Background
Regular exercise is a well-accepted strategy to improve cardiovascular system function in patients with type 2 diabetes mellitus. The results of trials assessing the impact of exercise training on cardiac function in T2DM have been inconsistent. Whether combined exercise training improve subclinical cardiac dysfunction in people with T2DM, however, is not known. Therefore, the purpose of this study was to investigate the effects of high-intensity interval training (HIIT) combined with resistance training (RT) and moderate-intensity continuous training (MICT) combined with RT on cardiac structure and function in patients with type 2 diabetes. The impact of HIIT + RT and MICT + RT on cardiorespiratory fitness and metabolic control was also investigated.
Methods
54 patients who met the inclusion criteria were randomly assigned to the HIIT + RT group, MICT + RT group, and control group (CG). With 18 participants in each group, for 12 weeks, three times per week exercise intervention. Patients underwent echocardiographic cardiac function and structure, metabolic and clinical evaluation at baseline and 3 months.
Results
(1) There was a significant difference between groups for changes on VO2peak. Greater increases on VO2peak were achieved for HIIT + RT in comparison to CG group, with significant difference between HIIT + RT and MICT + RT. VO2peak significantly increased for both HIIT + RT and MICT + RT (P༜0.01). (2) After 12 weeks of intervention, HIIT + RT significantly changed EF, LVPWT, LVEDD and LVESD and LVM (P༜0.01).
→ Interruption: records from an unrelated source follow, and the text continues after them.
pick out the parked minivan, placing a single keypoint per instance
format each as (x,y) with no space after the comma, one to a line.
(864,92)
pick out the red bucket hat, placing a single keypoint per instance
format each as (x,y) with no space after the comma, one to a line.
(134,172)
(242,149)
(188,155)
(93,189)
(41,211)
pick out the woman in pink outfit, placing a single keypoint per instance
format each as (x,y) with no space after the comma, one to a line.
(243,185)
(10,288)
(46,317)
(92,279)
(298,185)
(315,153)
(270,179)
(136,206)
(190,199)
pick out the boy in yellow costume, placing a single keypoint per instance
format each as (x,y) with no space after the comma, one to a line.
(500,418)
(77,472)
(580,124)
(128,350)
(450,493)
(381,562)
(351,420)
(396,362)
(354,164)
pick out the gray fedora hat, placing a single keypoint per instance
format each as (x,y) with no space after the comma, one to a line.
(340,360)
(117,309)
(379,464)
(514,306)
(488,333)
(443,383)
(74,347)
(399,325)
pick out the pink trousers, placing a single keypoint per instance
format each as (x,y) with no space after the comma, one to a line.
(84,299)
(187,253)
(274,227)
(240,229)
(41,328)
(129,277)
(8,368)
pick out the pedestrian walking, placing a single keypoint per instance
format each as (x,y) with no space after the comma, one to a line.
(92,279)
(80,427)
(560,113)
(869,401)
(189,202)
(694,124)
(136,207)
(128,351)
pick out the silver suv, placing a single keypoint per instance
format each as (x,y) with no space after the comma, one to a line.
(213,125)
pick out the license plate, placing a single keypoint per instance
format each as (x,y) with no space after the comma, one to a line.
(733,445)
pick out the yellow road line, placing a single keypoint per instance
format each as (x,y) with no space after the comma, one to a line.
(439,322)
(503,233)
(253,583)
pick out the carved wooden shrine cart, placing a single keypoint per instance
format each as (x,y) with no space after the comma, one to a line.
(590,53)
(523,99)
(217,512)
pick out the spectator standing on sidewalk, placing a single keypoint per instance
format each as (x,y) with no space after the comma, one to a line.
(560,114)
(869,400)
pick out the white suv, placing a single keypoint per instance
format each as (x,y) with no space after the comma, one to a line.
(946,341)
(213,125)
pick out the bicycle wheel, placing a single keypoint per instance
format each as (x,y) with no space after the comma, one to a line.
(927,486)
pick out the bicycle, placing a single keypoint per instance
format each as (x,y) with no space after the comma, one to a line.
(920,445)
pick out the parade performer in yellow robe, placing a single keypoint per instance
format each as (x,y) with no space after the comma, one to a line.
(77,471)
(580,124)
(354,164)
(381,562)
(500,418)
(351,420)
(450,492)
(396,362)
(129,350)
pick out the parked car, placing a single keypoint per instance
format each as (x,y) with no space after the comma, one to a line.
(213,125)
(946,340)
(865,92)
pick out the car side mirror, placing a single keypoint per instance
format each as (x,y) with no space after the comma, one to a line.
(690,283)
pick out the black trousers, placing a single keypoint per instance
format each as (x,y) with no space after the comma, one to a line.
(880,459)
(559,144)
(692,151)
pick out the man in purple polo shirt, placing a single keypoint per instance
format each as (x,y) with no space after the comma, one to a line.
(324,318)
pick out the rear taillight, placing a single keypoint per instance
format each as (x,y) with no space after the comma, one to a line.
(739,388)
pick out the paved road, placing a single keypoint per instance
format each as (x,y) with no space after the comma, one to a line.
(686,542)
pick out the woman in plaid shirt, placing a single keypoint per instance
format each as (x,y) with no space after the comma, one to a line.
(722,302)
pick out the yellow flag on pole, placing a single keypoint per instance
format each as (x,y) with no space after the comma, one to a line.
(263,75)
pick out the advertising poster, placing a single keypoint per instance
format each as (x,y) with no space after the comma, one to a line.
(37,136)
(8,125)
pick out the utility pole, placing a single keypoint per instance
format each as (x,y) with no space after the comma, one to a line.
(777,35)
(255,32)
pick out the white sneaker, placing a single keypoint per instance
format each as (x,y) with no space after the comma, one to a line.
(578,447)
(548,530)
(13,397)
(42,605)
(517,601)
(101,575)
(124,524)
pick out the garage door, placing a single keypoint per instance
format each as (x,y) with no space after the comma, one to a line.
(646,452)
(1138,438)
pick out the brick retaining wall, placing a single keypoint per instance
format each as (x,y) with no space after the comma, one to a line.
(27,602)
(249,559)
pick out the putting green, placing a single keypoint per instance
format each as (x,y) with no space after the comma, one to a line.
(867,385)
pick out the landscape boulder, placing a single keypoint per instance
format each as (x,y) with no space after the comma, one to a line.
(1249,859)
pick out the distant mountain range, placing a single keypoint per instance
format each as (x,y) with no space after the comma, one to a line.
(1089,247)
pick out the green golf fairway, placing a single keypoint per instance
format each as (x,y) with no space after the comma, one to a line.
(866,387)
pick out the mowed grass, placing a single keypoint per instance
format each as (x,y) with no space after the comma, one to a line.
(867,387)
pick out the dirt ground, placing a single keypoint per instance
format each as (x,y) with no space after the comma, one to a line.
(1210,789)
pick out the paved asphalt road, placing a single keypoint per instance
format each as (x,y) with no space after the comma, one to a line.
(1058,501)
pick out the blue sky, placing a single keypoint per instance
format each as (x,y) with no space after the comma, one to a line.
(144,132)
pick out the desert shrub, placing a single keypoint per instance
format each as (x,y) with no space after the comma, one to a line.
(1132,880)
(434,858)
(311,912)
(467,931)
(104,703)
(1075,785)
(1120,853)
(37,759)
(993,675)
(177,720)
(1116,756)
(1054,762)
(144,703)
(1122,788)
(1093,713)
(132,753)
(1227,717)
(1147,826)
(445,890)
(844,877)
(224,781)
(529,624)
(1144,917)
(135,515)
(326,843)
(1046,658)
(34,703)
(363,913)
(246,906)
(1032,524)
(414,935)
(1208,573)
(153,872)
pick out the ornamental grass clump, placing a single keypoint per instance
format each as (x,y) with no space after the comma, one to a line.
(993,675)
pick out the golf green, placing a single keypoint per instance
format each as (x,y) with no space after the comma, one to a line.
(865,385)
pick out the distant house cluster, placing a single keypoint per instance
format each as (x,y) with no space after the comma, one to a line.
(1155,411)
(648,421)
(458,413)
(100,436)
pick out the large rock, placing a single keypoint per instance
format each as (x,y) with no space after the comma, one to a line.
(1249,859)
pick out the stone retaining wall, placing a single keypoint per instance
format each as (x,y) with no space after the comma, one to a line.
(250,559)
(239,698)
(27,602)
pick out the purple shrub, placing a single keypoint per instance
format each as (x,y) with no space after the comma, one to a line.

MICT + RT only had significant effects on EF, LVPW (P༜0.01), and LVM (P༜0.05). Compared with CG, HIIT + RT significantly improve EF, LVEDD (P༜0.01), and LVM (P༜0.05) in T2DM patients. Compared with MICT + RT, HIIT + RT was more effective in improving LVEDD (P༜0.05).
Conclusions
(1) 12 weeks of HIIT + RT and MICT + RT significantly improved body weight and blood glucose control in T2DM patients, which would be beneficial to reduce the risk of cardiovascular disease in T2DM patients. (2) 12 weeks of HIIT + RT and MICT + RT significantly improved peak oxygen uptake and cardiac structure and function in T2DM patients; However, HIIT + RT was more effective in improving cardiopulmonary fitness and cardiac structure and function in T2DM patients.